Château de cartes

06/05/2014 12:17

Le Directeur avait terminé sa courte allocution et pria ses invités de se rendre dans le salon d’accueil où les attendait une collation. Il insista sur l’occasion qui leur était donnée d’être réunis aussi nombreux, et avec des fonctions aussi diverses, pour avoir des discussions informelles et néanmoins constructives sur le film et les réflexions qu’il ne manquait pas d’engendrer. Il tenait à la disposition de ceux d’entre eux qui n’en avaient pas, des méga-mémos vierges – petit modèle – pour les prises de notes.

 

— Noribert, nous allons faire ceci : nous allons aller chacun de notre côté, au gré des rencontres et des questions, mais dès que l’un de nous est en difficulté, il prévient l’autre par son pendentif. D’accord ?

Un clin d’œil complice lui répondit. Ils entrèrent dans le salon, déjà bousculés par les éternels assoiffés.

 

— Et la faune, et la flore, comment survécurent-elles, à votre avis ? La question venait de se glisser au-dessus de l’épaule de Janice qui se retourna sur un jeune homme souriant. Celui-ci se présenta :

— Bonjour, je m’appelle Jokkaï (il prononçait « yokéi ») Darmandor, je suis professeur à l’université de mathématique. Ne seriez-vous pas Janice Espéïri ? On parle beaucoup de vous et comme vous semblez être la seule femme ici présente, je veux dire la seule femme fonctionnaire du Centre – il montrait du doigt le pendentif de la jeune femme – je me trompe ?

— Gagné, Monami Jokkaï. La mathématique s’intéresserait-elle aussi aux petites fleurs et aux petits oiseaux ?

— La mathématique, certes non ! Ce n’est là qu’une curiosité personnelle. J’ai pu avoir une invitation par un collègue qui doit traîner près du bar.
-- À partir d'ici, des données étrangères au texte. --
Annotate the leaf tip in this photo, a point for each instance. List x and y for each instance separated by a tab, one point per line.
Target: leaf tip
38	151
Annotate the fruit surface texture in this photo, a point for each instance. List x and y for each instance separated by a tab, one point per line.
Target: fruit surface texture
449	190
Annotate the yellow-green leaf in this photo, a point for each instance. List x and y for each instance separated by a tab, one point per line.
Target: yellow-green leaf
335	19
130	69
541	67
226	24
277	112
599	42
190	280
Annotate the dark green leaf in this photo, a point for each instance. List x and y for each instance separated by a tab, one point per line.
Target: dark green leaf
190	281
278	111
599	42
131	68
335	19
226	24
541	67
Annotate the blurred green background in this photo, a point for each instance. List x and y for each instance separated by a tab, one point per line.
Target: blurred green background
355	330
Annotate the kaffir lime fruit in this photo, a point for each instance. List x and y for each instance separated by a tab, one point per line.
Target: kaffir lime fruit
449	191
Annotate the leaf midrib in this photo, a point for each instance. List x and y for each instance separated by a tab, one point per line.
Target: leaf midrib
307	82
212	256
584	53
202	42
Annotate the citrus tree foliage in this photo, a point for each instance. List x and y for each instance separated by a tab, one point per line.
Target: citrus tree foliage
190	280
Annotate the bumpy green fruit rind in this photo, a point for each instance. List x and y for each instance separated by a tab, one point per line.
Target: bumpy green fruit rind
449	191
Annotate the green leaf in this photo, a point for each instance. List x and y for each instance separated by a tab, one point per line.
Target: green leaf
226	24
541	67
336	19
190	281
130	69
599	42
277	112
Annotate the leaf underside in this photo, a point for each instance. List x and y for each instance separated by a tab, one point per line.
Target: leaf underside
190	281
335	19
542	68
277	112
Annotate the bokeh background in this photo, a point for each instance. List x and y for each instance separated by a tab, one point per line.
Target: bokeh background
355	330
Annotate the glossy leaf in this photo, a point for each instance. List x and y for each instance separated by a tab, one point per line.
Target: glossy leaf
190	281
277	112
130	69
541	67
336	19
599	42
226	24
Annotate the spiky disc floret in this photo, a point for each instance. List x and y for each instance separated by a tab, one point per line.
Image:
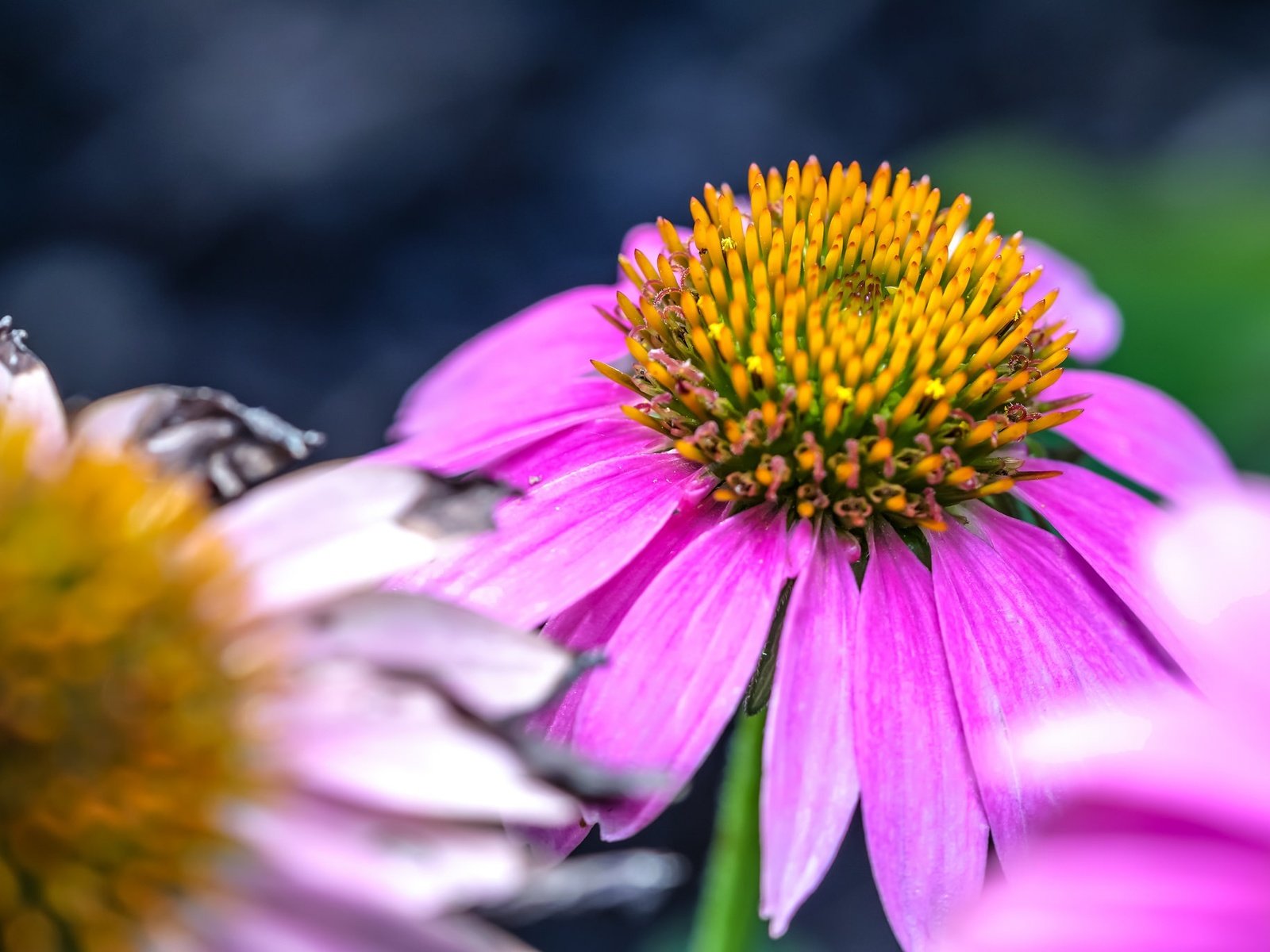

Me permettez-vous d’engager la conversation avec vous, Monami Janice ? Sur un sourire approbateur de celle-ci, il poursuivit :

— Ma question qui était, je l’avoue, une manière de vous aborder n’en est pas moins une interrogation réelle. Je me la suis posée à la fin du film. Je trouve celui-ci un peu incomplet ; ne prenant en compte que l’aspect humain, il laisse un arrière-goût de frustration. Avez-vous une réponse, si je puis me permettre sans vouloir vous mettre dans l’embarras pour le cas où il y aurait quelque secret ?

Le ton malicieux de sa dernière phrase fit sourire Janice. Jokkaï voulait sûrement profiter de cette réunion pour se faire le porte-parole des enseignants, qui comme les étudiants, ainsi qu’une bonne partie de la population, commençait à douter de la transparence des recherches faites dans le Centre. Elle fit mine de ne pas l’avoir remarqué, la polémique ne manquera certainement pas de jaillir bientôt ici ou là dans cette assemblée.

— C’est-à-dire, j’ai lu pas mal d’ouvrages sur la catastrophe, et j’ai pu me faire une idée. Je vous la livre comme je la conçois, mais ne la prenez pas comme thèse officielle. Je ne suis tout de même pas dans le secret des dieux. À mon avis, le film est un peu brutal, je l’ai ressenti en tout cas comme tel. La population qui ne s’était pas réfugiée dans l’Antarctique n’a pas péri en totalité – le film le dit effectivement – il restait de nombreuses colonies en tous les points du globe qui furent épargnés par la pollution ou la destruction. Dans ces endroits, les survivants ont su préserver leur biotope avec plus ou moins de bonheur. C’est ainsi, à mon avis, que survécurent de nombreuses espèces animales et végétales. C’est aussi la raison essentielle de la perpétuation de l’humanité, car je vous l’avoue, je prends la thèse défendue dans le film plutôt comme un mythe.

Janice prit conscience à cet instant qu’elle trahissait la doctrine instituée officiellement par les pouvoirs publics. Elle avait toujours été choquée par cette attitude qui consiste à arranger l’histoire pour « le bien de la population » et elle se sentait maintenant le courage de parler de ses propres convictions. De plus, l’attitude de son interlocuteur la mettait en confiance.

— Dites-moi, Monami Janice, n’est-ce pas un discours légèrement subversif ? remarqua Jokkaï.

— Et je crois que Monami le Directeur appréciera ! fit une voix aigre dans son dos. Elle ne se retourna pas, elle avait très bien reconnu ce flagorneur de Djutha. Elle ne l’aimait guère, et n’était pas la seule. Elle en sera quitte pour un sermon dans le bureau de son chef. Elle haussa les épaules et prit un air désolé devant le sourire apaisant de Jokkaï.